その短い会話だけで、何もかも分かり合っているような、そして居合わせた忠敬は眼中に入っていないような兄の態度。
「シャワー浴びてくるわ。部屋行ってろよ」
「ん――」
何か面白くなく、室岡は自分のために来ているのだと無性に主張したくなった忠敬は、実際そうした。
「アニキ、今はオレの勉強見てもらってるんだからな」
「何だ、忠敬。勉強は済んだんだろ?」
今その存在に気づいたとでも言わんばかりに忠敬のをちらっと見て、兄の言葉の後半は室岡に向けられていた。

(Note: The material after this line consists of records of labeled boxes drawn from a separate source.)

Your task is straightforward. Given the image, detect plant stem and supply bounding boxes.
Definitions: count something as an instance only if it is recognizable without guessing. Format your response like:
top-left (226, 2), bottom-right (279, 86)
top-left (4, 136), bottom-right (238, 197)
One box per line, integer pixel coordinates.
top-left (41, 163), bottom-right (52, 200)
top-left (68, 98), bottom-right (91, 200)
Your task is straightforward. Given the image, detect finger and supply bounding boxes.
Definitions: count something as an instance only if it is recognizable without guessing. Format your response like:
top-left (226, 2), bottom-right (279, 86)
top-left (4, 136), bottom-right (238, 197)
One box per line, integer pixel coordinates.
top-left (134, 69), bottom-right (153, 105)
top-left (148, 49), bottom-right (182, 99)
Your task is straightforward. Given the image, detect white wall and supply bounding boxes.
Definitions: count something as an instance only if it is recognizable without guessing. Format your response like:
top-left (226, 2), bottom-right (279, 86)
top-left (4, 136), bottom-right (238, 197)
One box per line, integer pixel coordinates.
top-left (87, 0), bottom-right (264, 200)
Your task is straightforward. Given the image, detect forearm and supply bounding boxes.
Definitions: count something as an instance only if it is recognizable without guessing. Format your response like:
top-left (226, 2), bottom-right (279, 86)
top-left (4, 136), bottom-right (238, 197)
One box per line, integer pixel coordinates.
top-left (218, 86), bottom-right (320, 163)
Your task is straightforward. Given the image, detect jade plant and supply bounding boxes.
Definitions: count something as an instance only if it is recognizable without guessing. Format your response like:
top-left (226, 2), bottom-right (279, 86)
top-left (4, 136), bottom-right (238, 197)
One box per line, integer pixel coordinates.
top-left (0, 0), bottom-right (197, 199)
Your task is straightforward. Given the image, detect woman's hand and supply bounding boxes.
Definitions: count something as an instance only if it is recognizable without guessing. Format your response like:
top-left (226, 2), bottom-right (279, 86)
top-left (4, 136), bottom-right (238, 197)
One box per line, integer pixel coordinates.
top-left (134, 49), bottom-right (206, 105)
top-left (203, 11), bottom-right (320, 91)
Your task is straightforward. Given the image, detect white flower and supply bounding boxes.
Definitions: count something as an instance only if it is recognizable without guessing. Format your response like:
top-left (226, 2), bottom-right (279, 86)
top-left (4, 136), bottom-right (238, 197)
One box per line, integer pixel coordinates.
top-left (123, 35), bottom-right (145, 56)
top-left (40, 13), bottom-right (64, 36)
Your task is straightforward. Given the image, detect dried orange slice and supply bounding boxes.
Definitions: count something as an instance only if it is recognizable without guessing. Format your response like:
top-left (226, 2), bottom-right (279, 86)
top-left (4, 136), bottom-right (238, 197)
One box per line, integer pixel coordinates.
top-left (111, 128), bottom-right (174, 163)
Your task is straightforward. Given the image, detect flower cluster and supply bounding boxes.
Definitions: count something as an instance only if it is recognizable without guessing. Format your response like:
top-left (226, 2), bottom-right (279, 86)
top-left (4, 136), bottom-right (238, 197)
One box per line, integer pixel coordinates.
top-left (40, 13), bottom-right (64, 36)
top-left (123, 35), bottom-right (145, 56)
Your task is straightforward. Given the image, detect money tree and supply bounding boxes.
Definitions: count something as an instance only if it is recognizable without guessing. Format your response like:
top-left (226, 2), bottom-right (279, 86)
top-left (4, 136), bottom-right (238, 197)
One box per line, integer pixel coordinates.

「今ちょっと休憩してるだけなんだから。これ食べたらまた続きやるの」
再度主張するが、崇史は答えず、浴室に向かう。
「アニキ! 話聞けよ!」
無視された忠敬は立ち上がるが、残りのケーキが目に入り、座りなおすと同時に手を伸ばした。
こうなったら全部食べて、兄の分などなくしてやる。
そんな勢いだ。
口いっぱいにほお張れば、案の定喉をつまらせた。
慌てて牛乳で流し込む。
「大丈夫?」
「うん、平気」
室岡は笑っていた。
呆れられたかもしれないと思うと忠敬はちょっと悲しくなる。
「まだあるから。ゆっくり食べなよ」
兄と違って、室岡は大人だなと思った。
これが兄なら、思い切りバカにしてそのあとケーキを全部持っていってしまうのだ。
「じゃ、もう少し、問題集やろうか」
「はい」
きれいに片づいた皿を流しに下げたあと、室岡が広げたままの問題集のページを捲り、次の例題の説明を始めた。